| Hi, Endocrinologist and obesity specialist here. Let me confidently assure you that inflammation in the hypothalamus is a dominant feature of obesity, and obesity is currently one of the top diagnosed medical problems in America. This stuff isn't hypothetical, but well accepted within the clinical research field for metabolic disorders. Please don't recommend laymen avoid reading articles like this. That's rather senseless. While this stuff hasn't become standard in medical school curricula yet, it definitely will be some day, particularly when we are more confident in interventions that prevent hypothalamic gliosis. EDIT: also, don't discount hypothalamic inflammation based on what you know about encephalitis. Some parts of the hypothalamus (the arcuate nucleus, in particular) are highly susceptible to inflammation because they are surrounded by a characteristically porous part of the blood brain barrier (behind the hypophyseal portal system). This allows bulky blood-born protein hormones (like leptin and insulin) to make it into the sensory neurons. Indeed this part of the brain doesn't become red and painful, but something more relevant happens. Microglia surround the neurons responsible for appetite suppression and kill them off, which permanently changes the body fat setpoint that the brain strongly defends. There is definitely a profound and sometimes irreversible loss of function here, and that's the current focus in research. Hopefully some day we will find ways to drive repair of these circuits. |
I certainly believe you (I'm not qualified to agree or disagree, as I'm not a specialist like you). The point of my rambling comment is to make sure the readers understand that the kind of inflammation we're talking about here is very removed from what people usually think about when they think of inflammation.
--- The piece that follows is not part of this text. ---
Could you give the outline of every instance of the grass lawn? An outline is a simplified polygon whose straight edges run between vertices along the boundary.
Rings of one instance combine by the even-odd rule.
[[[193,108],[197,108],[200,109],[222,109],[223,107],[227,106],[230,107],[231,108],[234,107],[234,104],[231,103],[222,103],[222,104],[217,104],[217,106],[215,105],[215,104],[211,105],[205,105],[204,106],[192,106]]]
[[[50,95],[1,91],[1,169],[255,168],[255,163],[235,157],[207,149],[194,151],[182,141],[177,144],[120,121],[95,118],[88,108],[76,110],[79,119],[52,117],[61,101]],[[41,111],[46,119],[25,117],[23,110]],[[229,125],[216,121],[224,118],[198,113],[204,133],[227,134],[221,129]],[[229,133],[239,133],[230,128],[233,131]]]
> Please don't recommend laymen avoid reading articles like this. That's rather senseless
Hm... Here I'll have to disagree. I think medical research should be consumed rather judiciously, especially by laymen or by doctors that are not specialists in the research area in question.
I'd rather have people read distilled accounts of research (textbooks, meta-analysis, etc.) than studies in knockout mice.
EDIT: Answering your edit. I'm not discounting anything. I think the study is as relevant as it gets for a study in mice, and the role of hydrocarbons of the diet is an important one. After all, is it just calories in VS calories out or is there something else?
I do understand what the study is talking about when it talks about microglia and inflammation. I'm merely trying to answer the question about "What is inflammation IRL" in a way that laymen may understand - most people don't know that microglia are derived from cells of the immune system (in a sense, they are the "inflammatory cells" of the brain), and can't draw the parallel between neutrophils and monocytes happily blasting away through the extra celular matrix under the skin in search for pathogens and microglia killing healthy neurons.
In no way I want to be skeptical of the article or discount the importance of its findings. I only want to draw the distinction between the "naïve" idea of inflammation and the kind of inflammation the article is talking about.
EDIT2: The poster asked why he didn't feel "inflammed". He would certainly feel "inflammed" if he had an encephalities, so there is definitely some confusion here. My comparison between this "low level" inflammation and encephalites was meant to highlight that. Do you think I was unclear?